Wednesday, July 16, 2008

Getting in Shape

Each year the same thing happens. A new runner comes out for the team. The team starts together and all of a sudden they are breathing hard and falling behind, while the veterans of the team seem to be talking and hardly breathing at all, and running faster. The coaches say “just get your miles in and you’ll get into shape”.

But what does getting in shape really mean?

Well, to push your body forward you need two basic things – muscles and oxygen. Muscles make sense. Just like when you do pushups every day for a couple of weeks, you can do more at the end of two weeks than when you started, the same is true in running. Your muscles become more toned to push your body forward, and you can go further and faster.

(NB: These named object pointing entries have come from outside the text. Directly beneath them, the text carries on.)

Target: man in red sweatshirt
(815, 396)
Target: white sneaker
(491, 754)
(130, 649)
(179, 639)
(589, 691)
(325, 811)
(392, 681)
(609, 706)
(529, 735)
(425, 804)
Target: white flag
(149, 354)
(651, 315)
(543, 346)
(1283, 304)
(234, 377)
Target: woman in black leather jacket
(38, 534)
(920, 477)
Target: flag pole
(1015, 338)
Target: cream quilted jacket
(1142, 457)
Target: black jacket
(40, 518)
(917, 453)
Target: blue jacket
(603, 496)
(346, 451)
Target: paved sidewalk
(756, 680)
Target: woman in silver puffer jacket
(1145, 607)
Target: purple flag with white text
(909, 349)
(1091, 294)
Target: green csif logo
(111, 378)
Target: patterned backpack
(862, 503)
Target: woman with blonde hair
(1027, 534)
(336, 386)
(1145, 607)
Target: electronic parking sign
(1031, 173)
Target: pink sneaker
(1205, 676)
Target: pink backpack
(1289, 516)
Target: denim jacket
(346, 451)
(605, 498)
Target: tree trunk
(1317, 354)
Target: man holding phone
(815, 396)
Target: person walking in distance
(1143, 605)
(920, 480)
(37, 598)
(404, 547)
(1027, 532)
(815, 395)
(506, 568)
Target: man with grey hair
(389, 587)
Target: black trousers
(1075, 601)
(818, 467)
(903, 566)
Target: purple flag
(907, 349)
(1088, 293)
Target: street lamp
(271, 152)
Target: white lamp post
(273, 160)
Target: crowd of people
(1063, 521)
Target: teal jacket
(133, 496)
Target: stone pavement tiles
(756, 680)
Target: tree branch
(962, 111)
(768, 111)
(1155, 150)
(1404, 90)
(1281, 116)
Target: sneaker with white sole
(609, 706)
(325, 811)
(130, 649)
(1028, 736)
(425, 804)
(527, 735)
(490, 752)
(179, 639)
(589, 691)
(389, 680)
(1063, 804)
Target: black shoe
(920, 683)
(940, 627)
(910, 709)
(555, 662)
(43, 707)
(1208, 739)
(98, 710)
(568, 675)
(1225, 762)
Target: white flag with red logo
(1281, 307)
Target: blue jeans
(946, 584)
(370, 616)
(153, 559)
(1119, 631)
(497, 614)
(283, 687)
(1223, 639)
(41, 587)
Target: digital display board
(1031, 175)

Oxygen delivery is the really important factor in distance running though. Every time your muscles contract to push yourself forward another step there is a little chemical reaction between the glucose and oxygen in your body creating that energy. People generally have plenty of glucose – especially for a 5K race or under an hour of running – so that is not the limiting factor. Oxygen is the limiting factor. It is why you get short of breath so easily when you are starting to get in shape.

The best way to improve the oxygen delivery system is to run. Every day. At an easy pace.

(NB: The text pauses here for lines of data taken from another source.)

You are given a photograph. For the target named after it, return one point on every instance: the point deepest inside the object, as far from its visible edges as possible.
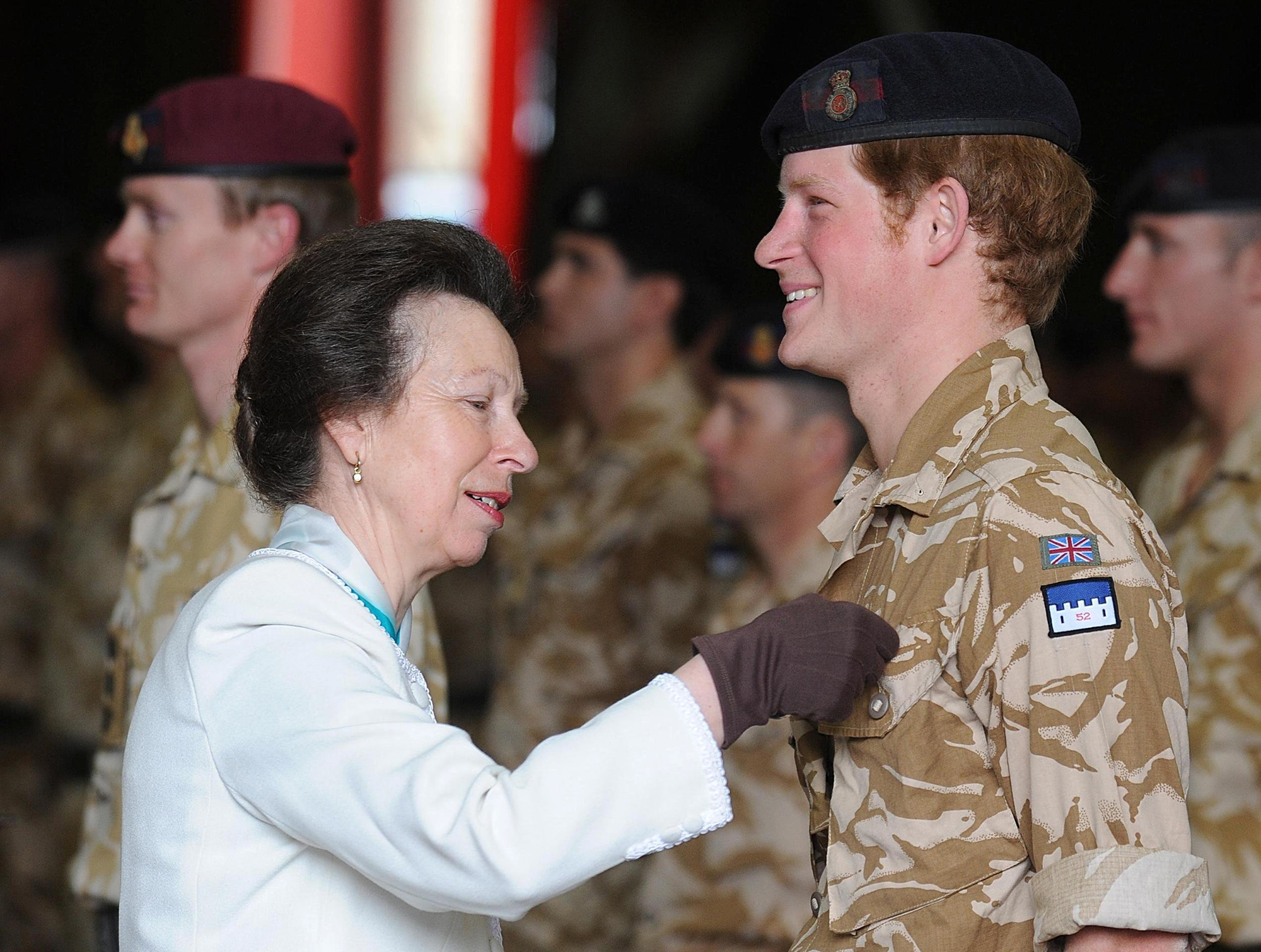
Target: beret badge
(134, 142)
(843, 102)
(764, 347)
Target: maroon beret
(236, 125)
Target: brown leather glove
(810, 658)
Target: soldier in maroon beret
(223, 181)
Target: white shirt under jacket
(286, 785)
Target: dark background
(683, 88)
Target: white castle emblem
(1075, 616)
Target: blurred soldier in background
(224, 180)
(1017, 779)
(1190, 278)
(777, 444)
(602, 563)
(70, 388)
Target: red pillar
(506, 173)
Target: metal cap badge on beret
(236, 125)
(750, 346)
(1204, 171)
(914, 85)
(658, 225)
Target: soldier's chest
(177, 547)
(906, 567)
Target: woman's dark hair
(327, 340)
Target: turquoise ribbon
(386, 621)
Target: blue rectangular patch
(1084, 606)
(1069, 549)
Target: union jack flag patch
(1069, 550)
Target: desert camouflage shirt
(1215, 540)
(602, 586)
(746, 887)
(194, 526)
(1020, 771)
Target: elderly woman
(286, 785)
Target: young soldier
(603, 566)
(1017, 779)
(776, 444)
(224, 180)
(1190, 278)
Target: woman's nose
(519, 451)
(1120, 278)
(122, 249)
(772, 248)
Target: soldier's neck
(211, 360)
(608, 381)
(888, 389)
(1226, 385)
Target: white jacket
(286, 785)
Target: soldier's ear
(658, 298)
(277, 231)
(349, 438)
(946, 207)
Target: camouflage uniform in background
(199, 523)
(57, 438)
(747, 886)
(1215, 542)
(1020, 772)
(603, 587)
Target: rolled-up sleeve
(307, 737)
(1086, 711)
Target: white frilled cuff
(719, 811)
(1124, 888)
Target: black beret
(236, 125)
(656, 225)
(915, 85)
(1202, 171)
(750, 346)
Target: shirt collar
(317, 535)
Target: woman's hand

Running too fast is one of the most common errors made by new runners (and even veteran runners). Running too fast makes muscles sore and limits the ability to go out and run every day. Running too fast increases the risk of injury as you are stretching your muscles and ligaments to their limits. Running too fast limits the distance that you can go on a single run. Your heart and oxygen delivery system get built up a lot more by going for a slow 5 mile run than a fast 3 mile run.

Coach used to tell us that we did not get the elite level runners at Bucknell, and the only way we could compete with these other schools was to build up our base. We ran 100 miles a week most of the year. Over four years this had an accumulating effect of building very high capacity and efficient oxygen delivery systems. We may not have been as talented as other teams, but we had built up to the point where we could compete with them.

We take a similar approach on the MXC team. We recommend the following template for runners:

Freshman/Year 1: 25-30 miles per week.
Sophomore/Year 2: 35-40 miles per week.
Junior/Year 3: 40-50 miles per week.
Senior/Year 4: 50-60 miles per week.

To optimize this, the mileage should be done on a year-round basis. With some variation of lowered mileage towards the end of a season and a week or two off when the XC and track seasons are over and a gradual rise back up to this mileage level.

While some elite high school teams train in the 70-100 mile per week range, we do not recommend it except for the unusual athlete. We think most high school boys are still growing and developing, and too much mileage can cause injury or burn-out on the sport.